Jan 31

In response to my open query about whether LinkedIn actually matters, Scott Allen over at LinkedIntelligence points out that there are many people who are getting hired through LinkedIn.

Scott makes a good point — LinkedIn certainly hasn’t grown its user base by being useless. Users are certainly deriving some value from being on LinkedIn, or they simply wouldn’t be on LinkedIn.

Yet what I see happening (and this of course, is highly unvalidated and subjective) is that there is a growing middle market on LinkedIn — users that have joined and now aren’t quite sure where to go with their LinkedIn experience.

There are certainly people who have used LinkedIn and Jobster profiles in innovative ways, but that knowledge doesn’t really seem to filter down to the average user.

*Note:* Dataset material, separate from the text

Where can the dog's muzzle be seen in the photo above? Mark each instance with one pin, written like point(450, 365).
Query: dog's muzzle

LinkedIn has its share of ‘superusers’ who have hundreds of contacts and have devoted the time it takes to build up such an impressive network.

But for the rest of us, perhaps LinkedIn could:

1. Provide suggestions for how to use your contacts when you sign up for LinkedIn.

This would provide newbies with a brief primer on what to do with the connections they make. The LinkedIn folks are certainly the most familiar with what to do with LinkedIn, so would be in the best position to suggest what we could do with our connections.

2. Point users to external resources.

Sites like LinkedIntelligence provide great resources on LinkedIn (as did Guy Kawasaki’s post on ways to use LinkedIn), so why not point to external resources that users could take advantage of?

3. Provide discussion on what to do with LinkedIn connections.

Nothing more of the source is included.